DATASET(S): What data will you use to answer your question? Describe the dataset(s) in terms of number of observations, what kind of features it contains, etc. (Typically students have datasets of ~1000 observations across their datasets. This is not a requirement, but is good to know around the scale of data we’re expecting.) You are welcome (and in fact recommended) to find multiple datasets! If you do so, describe each one, and briefly explain how you will combine them together. Include the source of the dataset in the description here.

SETUP: Include packages used for analysis in cell provided

DATA CLEANING: What methods did you use to analyze your data? Briefly explain what steps you had to take before you were able to use the datasets you chose to answer your question of interest.

  • How ‘clean’ is the data?

  • What did you have to do to get the data into a usable format? (If you did nothing, how did you determine there was nothing to do?)

  • What pre-processing steps that were required for your methods (for example, checking data distributions and performing any transformations that may be required)

DATA ANALYSIS & RESULTS: This section should include markdown text and code walking us through the following:

  • EDA

    • What distributions do your variables take?

    • Are there any outliers?

    • Relationship between variables?

  • Analysis (Note that you will likely have to do some Googling for analytical approaches not discussed in class. This is expected for this project and an important skill for a data scientist to master.)

    • What approaches did you use? Why?

    • What were the results?

    • What were your interpretation of these findings.

  • Data Visualization - There must be at least three (3) appropriate data visualizations throughout these sections. Each visualization must included an interpretation of what is displayed and what should be learned from that visualization. Be sure that the appropriate type of visualization is generated given the data that you have, axes are all labeled, and the visualizations clearly communicate the point you’re trying to make.

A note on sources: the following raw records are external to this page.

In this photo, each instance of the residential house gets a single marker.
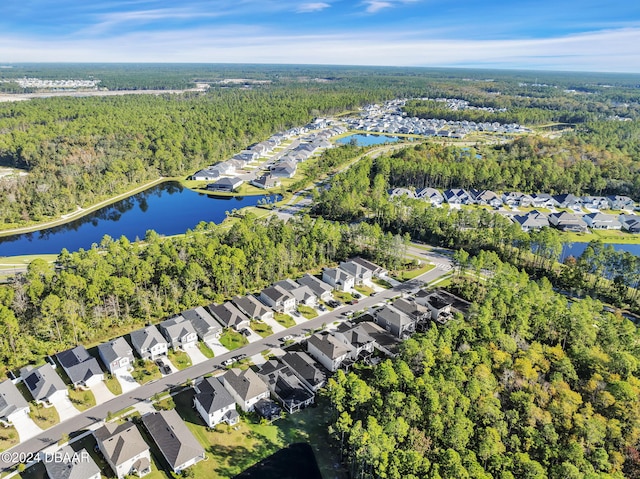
(229, 316)
(245, 387)
(124, 449)
(361, 274)
(69, 464)
(396, 322)
(176, 443)
(568, 222)
(12, 404)
(82, 368)
(328, 351)
(179, 332)
(266, 181)
(321, 289)
(601, 221)
(430, 195)
(226, 184)
(618, 202)
(338, 278)
(214, 403)
(43, 383)
(533, 220)
(278, 298)
(252, 307)
(207, 328)
(116, 355)
(303, 366)
(149, 343)
(302, 293)
(285, 386)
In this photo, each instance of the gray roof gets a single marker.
(78, 364)
(146, 338)
(251, 306)
(328, 345)
(10, 399)
(169, 432)
(121, 442)
(245, 383)
(82, 467)
(42, 382)
(227, 313)
(118, 348)
(202, 321)
(213, 396)
(305, 367)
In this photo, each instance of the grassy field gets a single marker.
(307, 311)
(82, 400)
(230, 450)
(231, 339)
(284, 320)
(263, 329)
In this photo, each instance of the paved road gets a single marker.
(98, 413)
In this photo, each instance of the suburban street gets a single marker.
(98, 413)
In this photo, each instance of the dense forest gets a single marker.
(529, 386)
(92, 295)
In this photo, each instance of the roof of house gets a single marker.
(316, 285)
(42, 382)
(10, 399)
(304, 366)
(146, 338)
(212, 395)
(245, 383)
(251, 306)
(115, 349)
(121, 442)
(328, 345)
(78, 364)
(201, 321)
(176, 442)
(177, 327)
(228, 314)
(74, 465)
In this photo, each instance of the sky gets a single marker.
(568, 35)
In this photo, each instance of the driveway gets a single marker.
(26, 427)
(217, 348)
(126, 381)
(66, 409)
(196, 355)
(101, 392)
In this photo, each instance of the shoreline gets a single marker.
(80, 212)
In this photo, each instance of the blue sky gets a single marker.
(579, 35)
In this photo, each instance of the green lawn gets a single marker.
(113, 384)
(82, 400)
(8, 437)
(261, 328)
(204, 349)
(230, 450)
(231, 339)
(146, 371)
(284, 320)
(179, 359)
(307, 311)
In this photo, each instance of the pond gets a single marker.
(367, 140)
(167, 208)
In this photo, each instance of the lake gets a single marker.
(576, 249)
(368, 140)
(167, 208)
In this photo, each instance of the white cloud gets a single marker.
(312, 7)
(612, 50)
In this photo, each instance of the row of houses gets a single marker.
(460, 196)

ETHICS & PRIVACY: See proposal specifications.

CONCLUSION & DISCUSSION: Discuss your project. Summarize your data and question. Briefly describe your analysis. Summarize your results and conclusions. Be sure to mention any limitations of your project. Discuss the impact of this work on society. (2-3 paragraphs)

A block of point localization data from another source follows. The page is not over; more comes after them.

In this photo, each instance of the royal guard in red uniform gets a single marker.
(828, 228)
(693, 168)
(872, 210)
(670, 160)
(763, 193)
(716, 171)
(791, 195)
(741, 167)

Previous COGS 108 Final Projects

See Prof. Voytek’s write-up of excellent class projects from the Spring 2017 instance of COGS 108 here, all of which received perfect scores.

Additionally, previous projects can be viewed from when this course ran in Spring 2017, Winter 2018, Spring 2019, Fall 2019, or Winter 2020. Note first, that these projects are of variable quality and second, that if you get inspiration or code from previous projects, this must be noted in your project, giving attribution to the former groups’ work.

How to Find Datasets

The purpose of this project is to find a real-world problem and dataset (or likely, datasets!) that can be analyzed with the techniques learned in class and those you learn on your own. It is imperative that by doing so you believe extra information will be gained — that you believe you can discover something new!

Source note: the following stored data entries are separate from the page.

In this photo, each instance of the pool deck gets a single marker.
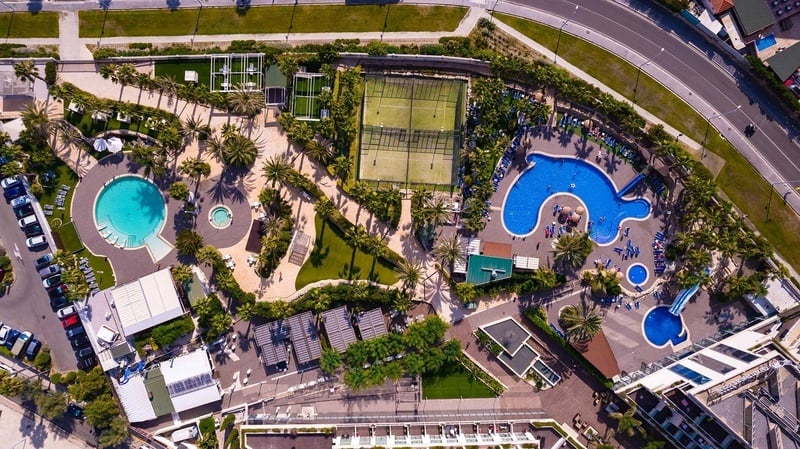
(130, 264)
(622, 327)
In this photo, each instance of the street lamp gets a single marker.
(558, 42)
(197, 22)
(639, 72)
(772, 189)
(708, 125)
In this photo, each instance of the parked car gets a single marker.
(67, 311)
(75, 331)
(61, 290)
(70, 321)
(11, 181)
(21, 343)
(33, 230)
(33, 348)
(23, 211)
(27, 221)
(48, 271)
(4, 330)
(52, 281)
(80, 341)
(21, 201)
(14, 192)
(84, 352)
(58, 302)
(87, 363)
(36, 242)
(75, 411)
(11, 338)
(43, 261)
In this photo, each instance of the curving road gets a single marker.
(710, 81)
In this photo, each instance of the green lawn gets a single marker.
(26, 24)
(68, 235)
(65, 176)
(453, 383)
(270, 19)
(331, 259)
(739, 181)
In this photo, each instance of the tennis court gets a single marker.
(411, 130)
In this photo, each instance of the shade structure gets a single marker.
(115, 145)
(100, 145)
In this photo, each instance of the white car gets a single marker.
(4, 330)
(21, 201)
(9, 182)
(36, 242)
(67, 311)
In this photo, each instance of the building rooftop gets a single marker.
(753, 15)
(339, 328)
(304, 336)
(371, 324)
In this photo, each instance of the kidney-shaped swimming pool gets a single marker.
(548, 176)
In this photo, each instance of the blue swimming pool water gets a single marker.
(551, 176)
(661, 327)
(131, 209)
(766, 42)
(637, 274)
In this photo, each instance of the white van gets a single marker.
(29, 220)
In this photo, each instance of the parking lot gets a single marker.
(26, 305)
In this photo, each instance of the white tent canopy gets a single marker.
(115, 145)
(100, 145)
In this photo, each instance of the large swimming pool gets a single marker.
(548, 176)
(129, 212)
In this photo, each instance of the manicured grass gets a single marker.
(270, 19)
(65, 176)
(331, 258)
(453, 383)
(26, 24)
(70, 242)
(738, 180)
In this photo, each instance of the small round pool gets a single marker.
(220, 216)
(129, 210)
(661, 327)
(637, 274)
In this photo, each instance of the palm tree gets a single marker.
(196, 169)
(627, 423)
(276, 168)
(188, 242)
(26, 71)
(410, 273)
(450, 251)
(572, 250)
(581, 321)
(246, 102)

You must use at least one dataset containing at least approximately 1000 observations (if your data are smaller but you feel they are sufficient, chat with Prof. Ellis). You are welcome (and in fact recommended) to find multiple datasets!

The best datasets are the ones that can help you answer your question of interest.

Your question could be just for fun: Using text mining of song lyric websites to identify the most commonly used phrases and sentiments by decade.

Your question could be scientific: Scrape data from animal taxonomies and Wikipedia to figure out if larger animals are more likely to be carnivores?.

Or, ideally, your question can be aimed at civic or social good, for example, use mapping, transit, and car accident data to identify which parts of San Diego are most in need of dedicated bike lanes.

To help you find datasets, we have collected a list of websites that have a considerable number of open source data sets and included them at the end of this document..

Eventually you will all have to decide on a problem to tackle, with each member of the team having a clear, delineated role in the project.